As an architect I have worked on the design of museums, exhibits, towers, houses and even a new palace for the Ruler of Dubai. Although always interested in the narrative underpinnings of architectural design, I had never worked on set design and when Daniella asked me to host the first Rattlestick Actors/Writers lab, I jumped at the opportunity. For 3 days actors (I mean really good actors) sat in a circle in my living room and read pieces they were working on ranging from personal letters to poems to plays in progress to a screenplay. The idea was to create a safe place where actors were able to develop their creative voice through writing. The intensity, honesty, and support these artists gave each other's work was phenomenal. I mostly sat quietly observing in awe for the the first two days. At the end of the second day, Daniella gave me an assignment to put together my visual ideas for each of the playwrights to discuss on the following day. Basically Daniella grabbed me by the back of the next the threw me from the sidelines into the center of the discussion. I was so inspired-in one hour after everyone left I wrote up my set design ideas for each of the 6 plays, and was given to opportunity to discuss my visual ideas for the plays at the end of each reading.  It was a creative break through for me and one that emerged through being submerged in the Rattlestick process. I was hooked.

As an artist, it is critically important to become a part of a community that embraces your quirks as you find and re-find your creative voice.  Rattlestick is my community, it is where I go to test ideas, to be a apart of the swirl that propels you forward, calls you out, celebrates your voice and catches you when you fall.

This is what I propose:
WHAT IS BEYOND THE RED DOOR? Perhaps there are should be 2 red doors, the building entrance at the bottom of the stair and the theater entrance at the top of the stairs.

The sets up the next question: WHAT IS BETWEEN THE RED DOORS?
-All that glitters is gold - paint the north wall and sloped ceiling of the stair gold/copper.  I experimented with applying a gold paint with a coper wash over it - I think that is the effect we are looking for.

The terrazzo floor remains untouched - but fill the entrance area with a jute rug that turns up the first riser.  And then make the first riser gold - so the first step you take is different than all the others (it already is because it is made out of wood)

SHAKE THE STICK is a puzzle that you put together as you climb the stairs with single letters off center on the stair risers.

Wall of Words - the south wall is for words - written, projected, scribbled with chalk or light, permanent and temporary.  One way to structure it is to apply a horizontal reflective bands every 2 steps that stop and go.  I really like the idea that words can be superimposed over a reflective surface so the audience can see glimpses of themselves in the words.  Also, at the bottom of the stairs can be cast photos between the reflective strips

Moment of reflection before entering the theater - put a mirror on the ceiling at the top of the stairs.
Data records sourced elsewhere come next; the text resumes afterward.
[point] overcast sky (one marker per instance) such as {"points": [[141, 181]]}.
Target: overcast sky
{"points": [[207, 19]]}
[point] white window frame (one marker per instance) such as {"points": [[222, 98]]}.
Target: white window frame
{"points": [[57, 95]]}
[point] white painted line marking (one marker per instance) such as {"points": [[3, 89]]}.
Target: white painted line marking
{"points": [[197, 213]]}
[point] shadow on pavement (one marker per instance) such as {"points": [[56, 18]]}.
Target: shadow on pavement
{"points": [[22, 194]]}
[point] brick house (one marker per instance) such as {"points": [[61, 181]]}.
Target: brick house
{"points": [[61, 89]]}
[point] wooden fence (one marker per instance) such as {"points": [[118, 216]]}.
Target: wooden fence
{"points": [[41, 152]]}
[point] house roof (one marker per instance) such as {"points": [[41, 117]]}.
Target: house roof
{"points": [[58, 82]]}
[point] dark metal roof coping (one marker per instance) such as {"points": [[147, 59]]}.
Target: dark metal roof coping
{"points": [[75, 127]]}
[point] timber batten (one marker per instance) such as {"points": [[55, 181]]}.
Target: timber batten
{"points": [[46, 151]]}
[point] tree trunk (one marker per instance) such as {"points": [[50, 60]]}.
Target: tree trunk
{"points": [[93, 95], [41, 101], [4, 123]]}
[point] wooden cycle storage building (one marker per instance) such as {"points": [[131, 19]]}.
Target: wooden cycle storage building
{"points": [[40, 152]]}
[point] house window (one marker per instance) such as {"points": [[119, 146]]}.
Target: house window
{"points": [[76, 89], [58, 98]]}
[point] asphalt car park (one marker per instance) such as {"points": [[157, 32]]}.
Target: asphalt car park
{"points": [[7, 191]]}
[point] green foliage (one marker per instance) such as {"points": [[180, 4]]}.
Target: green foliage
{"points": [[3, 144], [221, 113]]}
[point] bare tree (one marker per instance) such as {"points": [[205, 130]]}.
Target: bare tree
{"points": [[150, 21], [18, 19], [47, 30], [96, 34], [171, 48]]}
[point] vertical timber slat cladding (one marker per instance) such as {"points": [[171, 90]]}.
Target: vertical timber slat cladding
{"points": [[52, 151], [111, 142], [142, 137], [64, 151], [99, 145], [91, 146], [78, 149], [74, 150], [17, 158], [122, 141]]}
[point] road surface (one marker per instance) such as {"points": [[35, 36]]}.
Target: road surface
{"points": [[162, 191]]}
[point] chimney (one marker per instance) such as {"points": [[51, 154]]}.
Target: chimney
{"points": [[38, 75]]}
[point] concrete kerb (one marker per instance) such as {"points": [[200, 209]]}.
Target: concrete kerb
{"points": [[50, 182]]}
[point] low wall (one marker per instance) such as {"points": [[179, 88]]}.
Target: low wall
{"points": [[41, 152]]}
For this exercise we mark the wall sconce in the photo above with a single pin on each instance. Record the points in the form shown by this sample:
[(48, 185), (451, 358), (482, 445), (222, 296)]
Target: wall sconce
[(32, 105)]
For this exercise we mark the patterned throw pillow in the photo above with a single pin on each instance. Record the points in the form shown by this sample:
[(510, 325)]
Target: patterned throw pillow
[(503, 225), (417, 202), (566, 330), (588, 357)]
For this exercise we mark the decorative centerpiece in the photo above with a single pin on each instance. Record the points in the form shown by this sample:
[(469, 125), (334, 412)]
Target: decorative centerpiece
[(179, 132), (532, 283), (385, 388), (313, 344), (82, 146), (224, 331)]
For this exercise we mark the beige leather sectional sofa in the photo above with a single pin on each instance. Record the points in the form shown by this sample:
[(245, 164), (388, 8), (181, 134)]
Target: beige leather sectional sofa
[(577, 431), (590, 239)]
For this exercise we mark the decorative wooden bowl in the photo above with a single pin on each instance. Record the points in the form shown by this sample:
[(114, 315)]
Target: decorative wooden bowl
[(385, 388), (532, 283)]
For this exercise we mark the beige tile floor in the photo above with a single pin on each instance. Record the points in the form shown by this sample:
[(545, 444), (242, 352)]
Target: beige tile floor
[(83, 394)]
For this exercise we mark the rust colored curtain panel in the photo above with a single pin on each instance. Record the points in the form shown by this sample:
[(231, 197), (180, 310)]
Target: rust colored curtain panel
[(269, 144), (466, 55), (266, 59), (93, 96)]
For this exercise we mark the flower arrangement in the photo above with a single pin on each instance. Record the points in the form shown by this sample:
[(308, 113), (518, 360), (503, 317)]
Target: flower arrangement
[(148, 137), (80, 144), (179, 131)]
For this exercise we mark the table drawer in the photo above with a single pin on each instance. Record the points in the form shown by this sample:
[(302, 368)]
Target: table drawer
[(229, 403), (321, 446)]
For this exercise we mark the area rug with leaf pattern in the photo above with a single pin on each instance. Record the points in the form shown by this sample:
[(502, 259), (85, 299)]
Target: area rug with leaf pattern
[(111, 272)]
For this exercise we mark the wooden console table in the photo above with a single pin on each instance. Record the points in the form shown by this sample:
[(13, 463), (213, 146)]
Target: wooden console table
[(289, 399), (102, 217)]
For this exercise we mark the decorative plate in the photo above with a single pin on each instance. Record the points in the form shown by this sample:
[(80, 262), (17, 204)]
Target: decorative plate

You will be able to see others entering the theatre from a different perspective as you climb up the stairs.  

Moment of reflection after leaving the theater - put a mirror on the south wall opposite the theater entrance.  I really like the idea of self refection after seeing a play.  Also you will see an image of yourself with the red door in the back ground which locks in the place and experience

Symbolic Curtain - every theatre needs a curtain - cover the door at the top of the stairs with a curtain- I see this as some type of mesh (metal or fabric) that can be translucent so you can perhaps see something behind it - image or text - very provocative but illusional.  Attach the curtain rod to a hing so it can rotate to cover the mirror when you need to use the storage room - or if the space becomes a box office - cover the box office and expose the curtain after the performance.